We have read about side effects of Aranesp, and we'd like to know your opinion about erythropoietin medications and your nutritional recommendations.

Dr Fuhrman's reply

I do not agree with the recommendations of the hematologist. Her numbers are not severe enough to require that medication which has potentially toxic side effects.

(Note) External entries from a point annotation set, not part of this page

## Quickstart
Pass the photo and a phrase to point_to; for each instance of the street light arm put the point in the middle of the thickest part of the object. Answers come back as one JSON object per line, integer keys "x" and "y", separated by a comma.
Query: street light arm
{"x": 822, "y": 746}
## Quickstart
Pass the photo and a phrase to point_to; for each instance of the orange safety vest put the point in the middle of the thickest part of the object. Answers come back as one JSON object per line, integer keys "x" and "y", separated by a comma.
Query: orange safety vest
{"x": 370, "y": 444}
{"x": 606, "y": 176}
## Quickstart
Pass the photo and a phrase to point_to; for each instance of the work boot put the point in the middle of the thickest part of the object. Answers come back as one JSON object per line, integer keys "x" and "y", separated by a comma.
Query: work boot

This condition is caused by earlier exposure to chemicals, since it is early, her window to reverse it is now, by a near-perfect diet. Do not inject B12 either. Read all my recommendations for cancer patients, and reduce the animal products further.

Reply:

Thank you so much for your valuable information. My wife has now eliminated animal products and has been on a "near perfect diet." We went to a different hematologist for another opinion and he agreed with you regarding aranesp. Her levels have now risen a bit, which is encouraging. One interesting thing we learned was that "early MDS" or "pre MDS" is a catchall diagnosis that is often made when the cause is unclear. My wife does not actually have MDS. Her red blood count was well above the level for an insurance company's approval for erthropoetin (aranesp) treatment. However this treatment will be approved if the diagnosis is "MDS." We're scratching our heads wondering why the first doctor was ready to go ahead with such an extreme treatment, and thanking our lucky stars (and you!) for the information that pointed to a different, more healthy direction.



dr fuhrman's reply

My pleasure and I am glad she is showing some improvements.